The first opportunity is to enable efficient all-at-once optimization over constraints and objectives that use arbitrary mathematical primitives. This work proposes a constraint sampling and learning approach for global optimization, leveraging developments in machine learning and mixed-integer optimization. More specifically, the feasible space of intractable constraints is sampled using existing and novel design of experiments methods, and learned using optimal classification trees with hyperplanes (OCT-Hs). OCT-Hs describe union-of-polyhedra approximations of intractable constraints, which are solved efficiently using commercial solvers to find near-feasible and near-optimal solutions to the global optimization problem. The constraints are then checked and the solution is repaired using projected gradient methods, ensuring feasibility and local optimality. The method is first tested on synthetic examples, where it finds the global optima for 9 out of 11 benchmarks, and high-performing solutions otherwise. Then it is applied to two real-world problems from the aerospace literature, and especially to a satellite on-orbit servicing problem that cannot be addressed via other global optimization methods. These applications demonstrate that decision tree driven optimization provides efficient, practical and optimal solutions to difficult global optimization problems present in aerospace design as well as other domains, regardless of the form of the underlying constraints.

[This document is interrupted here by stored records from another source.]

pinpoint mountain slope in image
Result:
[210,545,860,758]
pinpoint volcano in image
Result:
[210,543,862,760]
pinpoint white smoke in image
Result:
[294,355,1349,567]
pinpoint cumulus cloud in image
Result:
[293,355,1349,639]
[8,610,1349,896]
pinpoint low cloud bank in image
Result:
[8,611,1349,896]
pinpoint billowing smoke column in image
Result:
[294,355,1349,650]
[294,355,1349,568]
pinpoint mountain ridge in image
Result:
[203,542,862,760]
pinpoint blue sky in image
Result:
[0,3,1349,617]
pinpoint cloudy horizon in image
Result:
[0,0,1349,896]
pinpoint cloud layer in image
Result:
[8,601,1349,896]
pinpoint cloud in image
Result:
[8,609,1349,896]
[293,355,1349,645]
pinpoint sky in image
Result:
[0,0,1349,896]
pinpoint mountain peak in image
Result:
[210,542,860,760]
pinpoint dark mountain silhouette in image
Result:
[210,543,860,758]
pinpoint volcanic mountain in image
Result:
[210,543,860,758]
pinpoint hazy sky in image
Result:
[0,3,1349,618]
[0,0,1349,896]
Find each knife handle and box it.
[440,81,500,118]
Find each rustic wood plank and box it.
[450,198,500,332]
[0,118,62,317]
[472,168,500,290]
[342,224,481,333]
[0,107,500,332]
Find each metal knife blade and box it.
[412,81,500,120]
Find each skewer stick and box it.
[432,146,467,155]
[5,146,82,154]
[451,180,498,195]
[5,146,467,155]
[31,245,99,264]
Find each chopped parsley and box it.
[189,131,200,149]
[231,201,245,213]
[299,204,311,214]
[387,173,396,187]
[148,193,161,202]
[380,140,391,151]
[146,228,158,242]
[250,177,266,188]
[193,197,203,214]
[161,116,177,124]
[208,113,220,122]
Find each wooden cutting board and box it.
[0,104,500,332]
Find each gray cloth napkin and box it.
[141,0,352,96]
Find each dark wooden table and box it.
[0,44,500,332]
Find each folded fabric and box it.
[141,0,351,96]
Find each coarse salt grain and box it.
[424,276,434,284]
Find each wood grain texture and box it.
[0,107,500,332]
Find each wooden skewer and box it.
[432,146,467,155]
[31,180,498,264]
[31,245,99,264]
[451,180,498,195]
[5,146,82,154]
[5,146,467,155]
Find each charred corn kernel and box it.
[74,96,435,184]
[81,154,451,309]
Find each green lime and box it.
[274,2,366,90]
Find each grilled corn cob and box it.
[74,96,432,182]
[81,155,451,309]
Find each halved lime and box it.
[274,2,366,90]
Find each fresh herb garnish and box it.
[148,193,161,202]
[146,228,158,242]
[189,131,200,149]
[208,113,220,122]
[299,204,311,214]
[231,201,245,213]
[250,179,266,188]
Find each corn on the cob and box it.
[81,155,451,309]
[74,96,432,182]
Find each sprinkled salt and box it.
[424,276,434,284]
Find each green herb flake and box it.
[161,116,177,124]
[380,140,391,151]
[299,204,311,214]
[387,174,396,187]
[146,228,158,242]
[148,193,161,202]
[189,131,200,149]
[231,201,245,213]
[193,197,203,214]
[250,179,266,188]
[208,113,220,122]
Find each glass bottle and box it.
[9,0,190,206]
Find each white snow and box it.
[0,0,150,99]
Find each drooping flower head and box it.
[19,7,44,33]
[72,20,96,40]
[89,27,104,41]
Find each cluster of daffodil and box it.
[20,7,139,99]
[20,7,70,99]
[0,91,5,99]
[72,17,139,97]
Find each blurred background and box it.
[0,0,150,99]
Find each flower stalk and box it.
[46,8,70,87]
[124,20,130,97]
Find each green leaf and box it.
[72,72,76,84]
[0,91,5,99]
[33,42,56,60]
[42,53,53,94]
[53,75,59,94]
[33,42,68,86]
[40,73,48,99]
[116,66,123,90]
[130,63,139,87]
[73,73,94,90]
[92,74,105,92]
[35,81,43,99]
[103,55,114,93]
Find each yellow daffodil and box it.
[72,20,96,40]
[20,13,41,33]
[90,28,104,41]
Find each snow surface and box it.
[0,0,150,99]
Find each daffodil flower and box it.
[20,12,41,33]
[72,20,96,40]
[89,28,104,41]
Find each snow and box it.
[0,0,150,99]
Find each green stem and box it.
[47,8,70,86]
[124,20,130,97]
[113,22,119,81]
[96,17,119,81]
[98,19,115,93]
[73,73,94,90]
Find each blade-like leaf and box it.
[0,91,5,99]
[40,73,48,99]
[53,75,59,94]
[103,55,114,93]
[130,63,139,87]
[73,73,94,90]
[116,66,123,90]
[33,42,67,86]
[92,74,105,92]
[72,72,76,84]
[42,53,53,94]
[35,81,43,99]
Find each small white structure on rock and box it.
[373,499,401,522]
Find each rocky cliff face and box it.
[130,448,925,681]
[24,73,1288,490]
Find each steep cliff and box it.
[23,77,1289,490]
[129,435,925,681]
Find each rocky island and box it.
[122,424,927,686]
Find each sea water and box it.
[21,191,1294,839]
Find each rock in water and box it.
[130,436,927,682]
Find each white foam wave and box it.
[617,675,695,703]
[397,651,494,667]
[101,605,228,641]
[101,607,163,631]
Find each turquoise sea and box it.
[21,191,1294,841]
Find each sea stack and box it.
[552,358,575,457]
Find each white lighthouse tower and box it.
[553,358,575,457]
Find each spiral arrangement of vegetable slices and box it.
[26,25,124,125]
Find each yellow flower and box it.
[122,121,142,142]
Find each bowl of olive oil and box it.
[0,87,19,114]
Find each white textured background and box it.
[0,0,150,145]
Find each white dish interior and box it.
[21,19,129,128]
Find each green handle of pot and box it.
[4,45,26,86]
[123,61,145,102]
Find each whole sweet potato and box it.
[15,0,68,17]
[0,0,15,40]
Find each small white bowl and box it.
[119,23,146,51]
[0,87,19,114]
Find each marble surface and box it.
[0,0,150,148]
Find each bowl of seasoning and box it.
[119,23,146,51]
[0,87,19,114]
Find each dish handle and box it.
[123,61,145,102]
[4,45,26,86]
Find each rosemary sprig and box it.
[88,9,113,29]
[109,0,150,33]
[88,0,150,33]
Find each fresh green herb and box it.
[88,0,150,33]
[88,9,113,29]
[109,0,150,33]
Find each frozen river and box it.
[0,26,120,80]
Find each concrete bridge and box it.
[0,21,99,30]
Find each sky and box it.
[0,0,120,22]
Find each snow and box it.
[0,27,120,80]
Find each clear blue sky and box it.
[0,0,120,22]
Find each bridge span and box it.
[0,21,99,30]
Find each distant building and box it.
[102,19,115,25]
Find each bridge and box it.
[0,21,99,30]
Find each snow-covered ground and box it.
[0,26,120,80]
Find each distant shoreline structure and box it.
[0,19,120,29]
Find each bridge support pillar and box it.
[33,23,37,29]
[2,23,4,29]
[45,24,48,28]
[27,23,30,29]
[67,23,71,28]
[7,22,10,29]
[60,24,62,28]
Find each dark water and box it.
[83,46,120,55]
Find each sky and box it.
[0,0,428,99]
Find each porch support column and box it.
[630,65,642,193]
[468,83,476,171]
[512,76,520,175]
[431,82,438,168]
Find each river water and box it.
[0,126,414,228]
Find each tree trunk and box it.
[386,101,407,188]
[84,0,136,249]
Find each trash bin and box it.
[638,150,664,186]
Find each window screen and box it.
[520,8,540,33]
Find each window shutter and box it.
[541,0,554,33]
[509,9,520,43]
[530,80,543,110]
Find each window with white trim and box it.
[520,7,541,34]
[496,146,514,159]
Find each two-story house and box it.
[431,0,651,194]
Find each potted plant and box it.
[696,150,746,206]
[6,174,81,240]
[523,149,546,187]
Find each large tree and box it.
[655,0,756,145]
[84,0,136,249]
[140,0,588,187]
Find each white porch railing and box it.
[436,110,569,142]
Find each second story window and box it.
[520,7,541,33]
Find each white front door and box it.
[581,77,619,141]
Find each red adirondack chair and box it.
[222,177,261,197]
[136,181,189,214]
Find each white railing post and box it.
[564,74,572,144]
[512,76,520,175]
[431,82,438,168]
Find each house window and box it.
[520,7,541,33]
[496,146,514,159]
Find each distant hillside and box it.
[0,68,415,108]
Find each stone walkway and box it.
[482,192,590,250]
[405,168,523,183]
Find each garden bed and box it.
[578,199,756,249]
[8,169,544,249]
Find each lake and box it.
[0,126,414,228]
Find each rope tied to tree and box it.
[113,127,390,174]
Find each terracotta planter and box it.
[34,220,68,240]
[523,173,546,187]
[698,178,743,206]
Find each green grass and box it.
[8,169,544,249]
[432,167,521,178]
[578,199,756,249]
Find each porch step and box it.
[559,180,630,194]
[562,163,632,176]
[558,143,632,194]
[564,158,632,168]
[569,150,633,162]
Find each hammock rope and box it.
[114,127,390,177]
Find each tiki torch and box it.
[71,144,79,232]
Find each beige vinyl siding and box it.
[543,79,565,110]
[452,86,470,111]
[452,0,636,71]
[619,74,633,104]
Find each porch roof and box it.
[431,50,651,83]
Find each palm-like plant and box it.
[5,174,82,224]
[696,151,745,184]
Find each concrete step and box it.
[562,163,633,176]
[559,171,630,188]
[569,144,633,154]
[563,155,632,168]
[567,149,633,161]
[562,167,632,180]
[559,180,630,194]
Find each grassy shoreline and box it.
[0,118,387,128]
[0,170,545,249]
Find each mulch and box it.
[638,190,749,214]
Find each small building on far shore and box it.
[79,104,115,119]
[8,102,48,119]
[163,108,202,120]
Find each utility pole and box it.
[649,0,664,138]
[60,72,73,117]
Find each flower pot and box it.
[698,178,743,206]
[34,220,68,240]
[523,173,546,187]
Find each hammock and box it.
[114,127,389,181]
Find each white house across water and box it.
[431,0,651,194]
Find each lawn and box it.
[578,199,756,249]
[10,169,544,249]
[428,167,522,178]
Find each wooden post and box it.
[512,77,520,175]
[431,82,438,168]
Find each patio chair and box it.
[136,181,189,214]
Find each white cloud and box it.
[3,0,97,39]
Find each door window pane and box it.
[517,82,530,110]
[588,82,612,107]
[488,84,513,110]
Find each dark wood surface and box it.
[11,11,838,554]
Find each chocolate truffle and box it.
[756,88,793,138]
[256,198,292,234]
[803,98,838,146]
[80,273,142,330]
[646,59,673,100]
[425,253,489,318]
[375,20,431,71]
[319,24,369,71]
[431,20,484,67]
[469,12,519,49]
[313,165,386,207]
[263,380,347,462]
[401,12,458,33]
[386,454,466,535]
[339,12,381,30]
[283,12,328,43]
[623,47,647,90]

The second opportunity is to optimize designs affected by parametric uncertainty in a tractable and deterministic manner, while providing guarantees of constraint satisfaction. Inspired by the wealth of literature on robust optimization, and specifically on robust geometric programming, this thesis proposes and implements robust signomial programming to solve engineering design problems under uncertainty. The methods are tested on a conceptual aircraft design problem, demonstrating that robust signomial programs are sufficiently general to address engineering design problems, solved efficiently by commercial solvers, and result in designs that protect deterministically against uncertain parameter outcomes from predefined sets. In addition, robust designs are found to be less conservative than designs with margins; robust aircraft demonstrate 9% better average performance than aircraft designed with margins over the same scenarios, while providing guarantees of constraint feasibility.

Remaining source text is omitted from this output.